There is a nuclear dump just 19 miles from the Santa Fe Plaza. It's called "Area G".

Area G annotated photos

#1 - vertical (1.33MB pdf), or (352KB gif)
#2 - horizontal (1.33MB pdf), or (342KB gif)

--- August 6, 2003 - Letter to Governor Bill Richardson requesting the cessation of nuclear waste disposal at Los Alamos National Laboratory’s (LANL’s) “Area G” landfill and formal closure of the site, as required by law.

--- September 19, 2001 - 1,000 Citizens Request Governor To CloseNorthern New Mexico Nuclear Dump: Nuclear Waste Disposal Illegal Since 1985, Group Charges; Action Overdue.

--- January 15, 2001 - Letter from twenty-seven area groups to Secretary of the Environment Department, Pete Maggiore, calling for the cessation of nuclear waste disposal at "Area G" landfill and formal closure of the site, as required by law.

It's Growing. And It's Ours Forever


  • Larger than WIPP (the Waste Isolation Pilot Plant, near Carlsbad, New Mexico)

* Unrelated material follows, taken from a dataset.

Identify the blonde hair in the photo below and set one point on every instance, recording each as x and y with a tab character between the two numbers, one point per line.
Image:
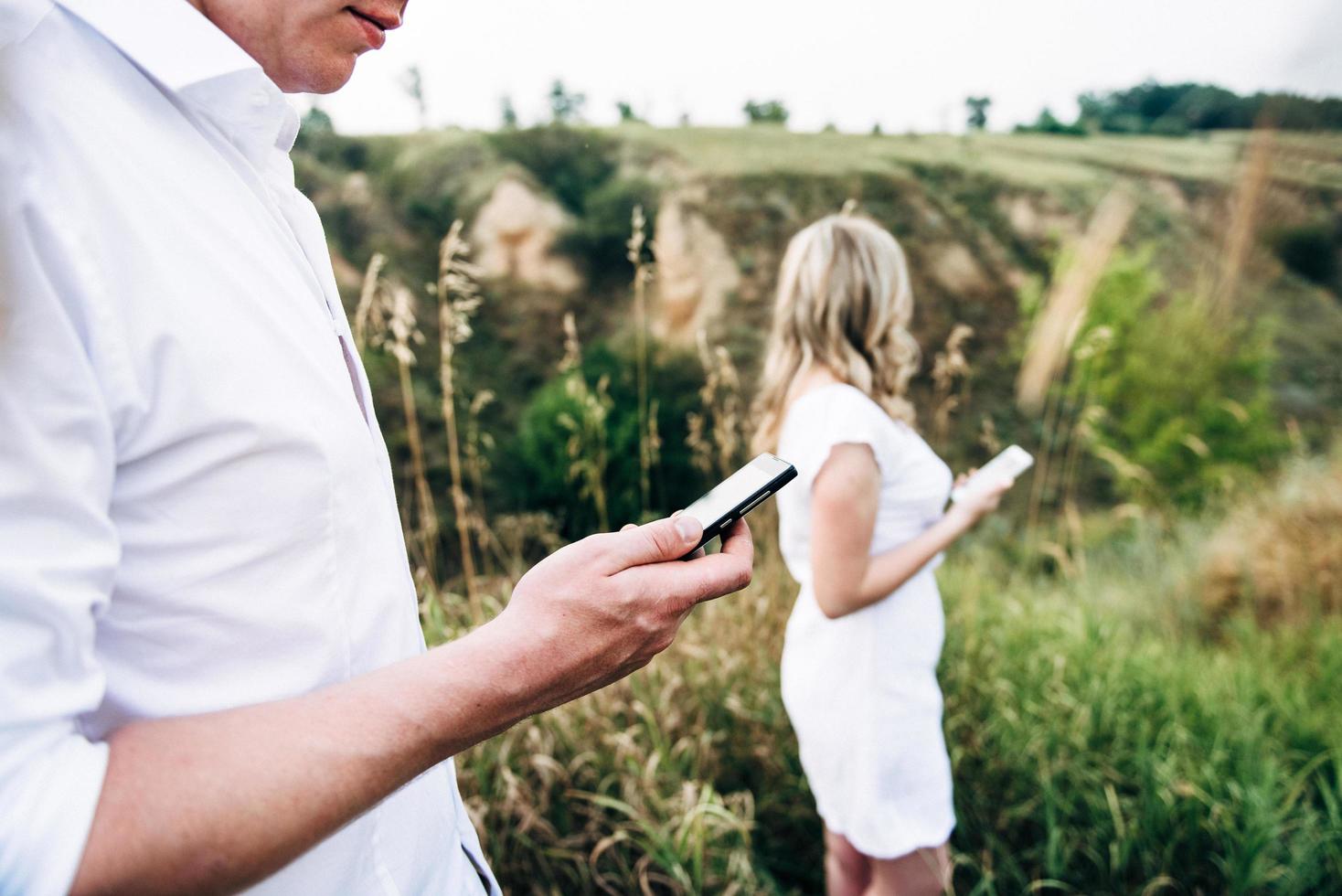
845	304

  • Permanent waste disposal in shallow unlined pits and shafts covered with dirt 


  • Enough buried radioactive and chemical wastes to fill 1.4 million 55 gallon drums -- plus 60,000 drums' worth of temporarily-stored waste 
  • Expected to recieve 54,000 drums' worth more waste each year, mostly from nuclear weapons production and testing 


  • Slated to expand in size indefinitely -- two other mesas are also targeted for dump sites 


  • No external oversight by any regulatory agency 


  • Most of this waste production is entirely unnecessary 

And just where is all this nuclear waste coming from?  Almost all of it is coming from nuclear weapons programs.  Most people do not know that these programs have grown tremendously in recent years, and are now much larger than they were on average during the Cold War, even after correcting for inflation.

Weapons design and testing has begun again -- here.  Production of plutonium bomb cores has begun -- here.  A second plutonium plant is planned -- here.  Many more tons of plutonium are needed for the bomb factories -- here.  Huge new facilities for weapons testing and for novel kinds of nuclear processing -- which will produce even more waste -- are planned -- here.

So the Department of Energy (DOE) and the University of California (UC, which makes millions of dollars operating the lab and the dump) assume you don't mind them burying most of the waste here, with a smaller amount going to WIPP.
 

How much of this nuclear waste generation is really necessary?

DOE and UC hope you won't ask that question.